Although still cognizant of the commitment to pursue the idea of conjugation emanating from the geometric still lifes, Halaby was testing the irrationality of perspective and shading by creating an accurately shaded space that we cannot read according to our educated skills. How would viewers see a carefully shaded cylinder if it extended outside the perimeter of the painting on both ends? The information on the depth of the cylinder would be so concretely provided by the circular ends and would not be visible. The result was that scale became relative and the space of the paintings could easily be read as variedly colored horizons such as one might see out of the window of an airplane. Geometry and the convergence of measurements continued to dominate her thoughts.

Dome of the Rock (1980 - 1982) 

In 1979, Halaby felt that she had reached the end of the Diagonal Flight series. Instead of experimenting with new directions, she stopped painting entirely for a short period then painted profusely, most of which she ultimately destroyed. It was an important pivotal moment where she shifted into the second broad phase of her artistic life, that of abstraction. In essence, Halaby explains, it was essentially a continuation of seeing but with the addition of the fourth dimension of time.

Finally, the Dome of the Rock series was inspired by a visit to Jerusalem in 1966. Forty-five degree diagonal lines emanate from the corners while points of diamonds began and ended at measured locations on the perimeter. Here, she added cylinders and textures inspired by inlaid Arabic art.

Autumn Leaves and City Blocks (1982 - 1983) 

Another short series based on investigations the artist did many years earlier is Autumn Leaves and City Blocks. Her focus on the cells between veins in autumn leaves and their similarity to city blocks that she knew in New York connected together formed basis for this series. At that time Halaby lived in New York and commuted to New Haven while teaching at the Yale School of Art.

Halaby noticed that human building was dominated by the right angle but that in the growth of highways and city blocks those right-angled rectangles were often disturbed and thus truncated by the necessities imposed by natural land formations. They resembled the cells between veins in a maple leaf. The ways in which bridges crossed rivers, at right angles then bend according to land formation also formed a part of the inspiration.

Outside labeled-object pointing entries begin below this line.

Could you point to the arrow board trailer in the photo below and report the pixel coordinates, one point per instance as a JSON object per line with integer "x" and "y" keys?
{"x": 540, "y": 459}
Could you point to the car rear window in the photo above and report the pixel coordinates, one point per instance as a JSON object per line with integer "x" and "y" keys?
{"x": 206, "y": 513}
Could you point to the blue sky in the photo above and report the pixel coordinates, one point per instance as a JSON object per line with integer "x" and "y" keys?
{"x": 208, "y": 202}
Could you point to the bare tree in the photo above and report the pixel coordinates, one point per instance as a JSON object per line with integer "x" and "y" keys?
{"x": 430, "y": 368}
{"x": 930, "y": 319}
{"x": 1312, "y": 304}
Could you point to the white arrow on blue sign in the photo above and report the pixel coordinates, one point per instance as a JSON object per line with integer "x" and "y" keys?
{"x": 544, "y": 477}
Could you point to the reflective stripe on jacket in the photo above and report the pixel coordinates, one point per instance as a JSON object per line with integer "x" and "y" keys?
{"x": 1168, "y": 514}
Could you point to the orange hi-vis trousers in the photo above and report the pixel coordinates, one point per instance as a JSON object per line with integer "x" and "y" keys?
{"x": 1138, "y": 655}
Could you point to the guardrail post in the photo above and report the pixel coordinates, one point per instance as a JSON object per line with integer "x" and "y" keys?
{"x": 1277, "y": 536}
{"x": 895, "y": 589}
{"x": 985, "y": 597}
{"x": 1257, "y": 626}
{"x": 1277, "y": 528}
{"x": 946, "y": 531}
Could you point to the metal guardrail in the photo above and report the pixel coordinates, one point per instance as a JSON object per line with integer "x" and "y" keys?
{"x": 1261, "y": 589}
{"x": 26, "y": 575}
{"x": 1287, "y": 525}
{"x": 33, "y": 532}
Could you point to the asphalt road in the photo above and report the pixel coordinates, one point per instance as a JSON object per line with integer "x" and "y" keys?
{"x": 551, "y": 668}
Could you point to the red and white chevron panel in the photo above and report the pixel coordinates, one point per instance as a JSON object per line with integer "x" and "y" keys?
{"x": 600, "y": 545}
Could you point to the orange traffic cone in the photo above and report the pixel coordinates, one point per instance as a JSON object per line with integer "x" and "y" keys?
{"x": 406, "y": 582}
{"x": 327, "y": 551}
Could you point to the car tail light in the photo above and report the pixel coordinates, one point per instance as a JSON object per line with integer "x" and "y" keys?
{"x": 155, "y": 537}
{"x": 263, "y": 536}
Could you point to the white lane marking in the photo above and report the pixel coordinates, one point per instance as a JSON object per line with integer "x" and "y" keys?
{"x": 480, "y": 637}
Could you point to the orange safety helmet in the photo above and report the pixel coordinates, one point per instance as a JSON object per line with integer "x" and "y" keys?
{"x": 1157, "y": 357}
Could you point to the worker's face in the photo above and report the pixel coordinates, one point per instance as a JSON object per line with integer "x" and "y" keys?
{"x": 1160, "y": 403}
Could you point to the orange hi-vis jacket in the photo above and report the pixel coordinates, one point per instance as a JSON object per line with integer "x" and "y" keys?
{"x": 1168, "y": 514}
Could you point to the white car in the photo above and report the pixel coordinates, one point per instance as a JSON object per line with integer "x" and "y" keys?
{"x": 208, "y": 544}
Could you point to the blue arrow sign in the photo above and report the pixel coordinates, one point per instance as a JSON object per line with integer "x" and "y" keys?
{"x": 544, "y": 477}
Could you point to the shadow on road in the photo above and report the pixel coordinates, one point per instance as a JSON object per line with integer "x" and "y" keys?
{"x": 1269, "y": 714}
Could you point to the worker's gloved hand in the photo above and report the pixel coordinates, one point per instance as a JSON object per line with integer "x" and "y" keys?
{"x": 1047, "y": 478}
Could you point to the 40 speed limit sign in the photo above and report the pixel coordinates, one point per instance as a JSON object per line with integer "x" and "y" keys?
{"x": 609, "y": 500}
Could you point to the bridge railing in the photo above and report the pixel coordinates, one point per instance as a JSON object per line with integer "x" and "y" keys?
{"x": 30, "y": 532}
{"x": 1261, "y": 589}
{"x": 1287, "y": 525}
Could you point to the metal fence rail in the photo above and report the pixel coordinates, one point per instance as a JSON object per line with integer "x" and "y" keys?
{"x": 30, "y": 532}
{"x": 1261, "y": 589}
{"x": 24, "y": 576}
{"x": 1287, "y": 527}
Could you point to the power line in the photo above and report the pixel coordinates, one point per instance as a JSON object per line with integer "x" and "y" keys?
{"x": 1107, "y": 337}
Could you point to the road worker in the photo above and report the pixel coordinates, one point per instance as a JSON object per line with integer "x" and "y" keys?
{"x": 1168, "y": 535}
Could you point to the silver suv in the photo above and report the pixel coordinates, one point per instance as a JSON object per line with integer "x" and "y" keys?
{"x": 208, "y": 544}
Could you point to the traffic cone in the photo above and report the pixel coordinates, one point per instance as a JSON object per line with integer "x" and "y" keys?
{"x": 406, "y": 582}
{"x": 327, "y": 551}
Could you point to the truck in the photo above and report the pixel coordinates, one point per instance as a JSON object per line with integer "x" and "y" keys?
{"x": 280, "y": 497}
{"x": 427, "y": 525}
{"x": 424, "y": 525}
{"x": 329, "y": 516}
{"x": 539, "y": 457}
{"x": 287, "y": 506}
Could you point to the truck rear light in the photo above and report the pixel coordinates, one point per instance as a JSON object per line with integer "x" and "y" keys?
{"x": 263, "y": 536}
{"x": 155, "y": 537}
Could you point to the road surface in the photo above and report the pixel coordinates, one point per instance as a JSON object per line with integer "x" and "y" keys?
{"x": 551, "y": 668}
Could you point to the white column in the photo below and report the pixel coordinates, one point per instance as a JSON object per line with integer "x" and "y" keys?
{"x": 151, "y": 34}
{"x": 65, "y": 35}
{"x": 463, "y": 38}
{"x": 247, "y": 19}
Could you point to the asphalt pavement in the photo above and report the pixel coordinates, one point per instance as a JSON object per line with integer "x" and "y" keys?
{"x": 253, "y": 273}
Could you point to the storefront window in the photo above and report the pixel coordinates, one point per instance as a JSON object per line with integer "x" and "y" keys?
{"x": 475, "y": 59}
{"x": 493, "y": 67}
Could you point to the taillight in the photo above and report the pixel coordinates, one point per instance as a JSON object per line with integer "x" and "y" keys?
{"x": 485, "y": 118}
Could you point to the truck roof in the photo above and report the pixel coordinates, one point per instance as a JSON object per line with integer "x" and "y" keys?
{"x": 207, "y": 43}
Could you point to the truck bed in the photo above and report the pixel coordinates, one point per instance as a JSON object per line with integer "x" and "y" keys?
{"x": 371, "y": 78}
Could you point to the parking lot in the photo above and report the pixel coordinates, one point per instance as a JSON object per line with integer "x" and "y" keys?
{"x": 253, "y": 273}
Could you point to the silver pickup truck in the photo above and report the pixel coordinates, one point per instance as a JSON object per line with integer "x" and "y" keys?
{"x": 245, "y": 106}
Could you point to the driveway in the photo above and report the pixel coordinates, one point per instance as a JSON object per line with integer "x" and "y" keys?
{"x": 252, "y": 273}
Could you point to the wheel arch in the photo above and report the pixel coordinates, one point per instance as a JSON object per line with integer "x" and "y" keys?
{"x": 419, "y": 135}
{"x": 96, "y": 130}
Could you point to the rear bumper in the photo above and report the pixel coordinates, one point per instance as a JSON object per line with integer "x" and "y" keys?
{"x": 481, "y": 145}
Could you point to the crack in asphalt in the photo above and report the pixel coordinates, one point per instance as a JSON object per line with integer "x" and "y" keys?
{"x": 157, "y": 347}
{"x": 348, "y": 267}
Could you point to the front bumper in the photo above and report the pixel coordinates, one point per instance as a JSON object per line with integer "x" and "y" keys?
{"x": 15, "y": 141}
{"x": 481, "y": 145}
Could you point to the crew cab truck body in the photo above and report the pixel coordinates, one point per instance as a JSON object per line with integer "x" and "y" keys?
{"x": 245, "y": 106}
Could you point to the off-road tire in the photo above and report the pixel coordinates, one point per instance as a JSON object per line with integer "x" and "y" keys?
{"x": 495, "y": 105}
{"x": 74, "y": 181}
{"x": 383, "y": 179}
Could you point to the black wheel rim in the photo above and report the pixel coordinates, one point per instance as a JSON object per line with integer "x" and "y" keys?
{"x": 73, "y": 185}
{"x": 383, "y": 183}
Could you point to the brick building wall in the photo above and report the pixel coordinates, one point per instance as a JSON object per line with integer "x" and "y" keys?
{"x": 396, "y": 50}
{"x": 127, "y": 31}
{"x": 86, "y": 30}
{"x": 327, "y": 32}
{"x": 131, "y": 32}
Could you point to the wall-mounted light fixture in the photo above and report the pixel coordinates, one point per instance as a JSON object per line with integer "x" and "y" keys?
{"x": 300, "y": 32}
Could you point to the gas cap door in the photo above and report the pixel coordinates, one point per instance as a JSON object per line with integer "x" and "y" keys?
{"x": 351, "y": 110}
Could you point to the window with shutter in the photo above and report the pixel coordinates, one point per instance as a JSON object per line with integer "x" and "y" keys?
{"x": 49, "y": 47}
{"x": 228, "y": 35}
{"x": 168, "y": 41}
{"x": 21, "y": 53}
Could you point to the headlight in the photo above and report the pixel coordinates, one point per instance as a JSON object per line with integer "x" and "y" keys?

Halaby determined that her paintings, to be as beautiful as nature, had to grow according to principles extracted from nature. Thus what is unique in this series is that it is based on the process of growth she observed in nature.

Growing Shapes and Centers of Energy (1984 - 1992) 

Ideas regarding imitating principles of growth dominated her creativity during the 1980s. She began to allow lines and shapes to actively change each other. A shape that is intersected by a line might divide itself into two. A line that received a shape may mirror itself in the shape's outline. Color and composition as well as the paintings perimeter all participated in this process of growth 
Halaby was beginning to find her way through a new way of seeing and a new way of making abstract paintings, one that imitates the principles of nature not its appearance. Her work became more apparent in freely moving gestures and her more generally more intuitive in execution while her ideas remained strongly structures.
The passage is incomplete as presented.